In NewLife Sciences, the district court held that the notice-prejudice rule was applicable to a policy that had a condition requiring claims to be reported “as soon as practicable, but in no event later than 30 days after the Policy Period.”

This insurance coverage dispute arose out of an underlying action brought by NewLife Sciences LLC against two individuals who, in turn, filed a cross-complaint against NewLife Sciences and two of its executives (collectively, “NewLife Sciences”) in June 2008. In November 2008, the claimants filed an amended cross-complaint alleging what the insureds believed to be an injury covered under their professional liability policy. NewLife Sciences tendered their defense of the amended cross-complaint a year later, in November 2009, to their insurer. The insurer declined to defend the underlying action because the claim was first reported to the insurer more than thirty days after the expiration of the relevant policy. In May 2012, a second amended cross-complaint was filed and, in December 2012, NewLife Sciences re-tendered the defense of the cross-complaint to the insurer and asked it to reconsider its coverage position. The insurer, however, denied coverage a second time on the same basis. NewLife Sciences, in turn, filed a lawsuit against the insurer alleging a breach of the insurance contract.

The insurer moved to dismiss, on the basis that its policy was a “claims made and reported” policy and, therefore, the notice prejudice rule did not apply. NewLife Sciences, on the other hand, argued that the policy was more accurately described as a “claims made policy,” and that the notice provision therefore could only serve as a basis to deny coverage if the insurer was prejudiced by the delayed notice.
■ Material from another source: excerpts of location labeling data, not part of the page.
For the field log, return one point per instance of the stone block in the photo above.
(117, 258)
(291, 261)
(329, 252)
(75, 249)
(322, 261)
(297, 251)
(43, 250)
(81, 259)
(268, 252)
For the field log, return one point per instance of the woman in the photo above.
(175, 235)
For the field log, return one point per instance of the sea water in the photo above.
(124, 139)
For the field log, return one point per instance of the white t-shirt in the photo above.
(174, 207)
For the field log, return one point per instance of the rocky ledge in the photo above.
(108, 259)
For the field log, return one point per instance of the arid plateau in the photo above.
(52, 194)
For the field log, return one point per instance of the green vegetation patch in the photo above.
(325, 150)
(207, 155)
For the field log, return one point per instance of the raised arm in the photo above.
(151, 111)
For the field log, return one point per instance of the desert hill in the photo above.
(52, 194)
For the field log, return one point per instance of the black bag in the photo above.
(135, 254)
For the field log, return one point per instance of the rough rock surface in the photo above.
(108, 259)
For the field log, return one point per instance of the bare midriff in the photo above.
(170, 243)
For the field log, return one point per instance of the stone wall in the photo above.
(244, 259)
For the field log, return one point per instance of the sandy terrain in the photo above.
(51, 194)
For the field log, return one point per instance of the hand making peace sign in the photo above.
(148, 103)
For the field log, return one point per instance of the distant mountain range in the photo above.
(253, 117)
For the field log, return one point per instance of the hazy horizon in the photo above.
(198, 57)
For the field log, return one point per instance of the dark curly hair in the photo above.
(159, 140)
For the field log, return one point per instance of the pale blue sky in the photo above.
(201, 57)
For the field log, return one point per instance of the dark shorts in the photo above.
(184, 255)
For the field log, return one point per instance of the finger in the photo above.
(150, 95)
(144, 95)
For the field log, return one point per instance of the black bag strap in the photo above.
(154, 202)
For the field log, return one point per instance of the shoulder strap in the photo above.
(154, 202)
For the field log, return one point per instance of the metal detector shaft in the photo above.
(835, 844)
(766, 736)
The NewLife court denied the insurer’s motion to dismiss. In reaching its holding, the court found that the policy was more accurately described as a “claims made” policy because, inter alia, it stated on the declarations page that it was a “Claims Made” policy and the reporting provision was found outside of the insuring agreement. The court reached this conclusion without citation to any California case law. Notably, several cases, including the Central District of California’s ruling in Vision Quest Industries Inc. v. Travelers Casualty & Surety Co. of America, 2008 U.S. Dist. LEXIS 108691 (C.D. Cal. Mar. 25, 2008), [enhanced version available to subscribers], have reached contrary rulings based on identical or nearly identical facts.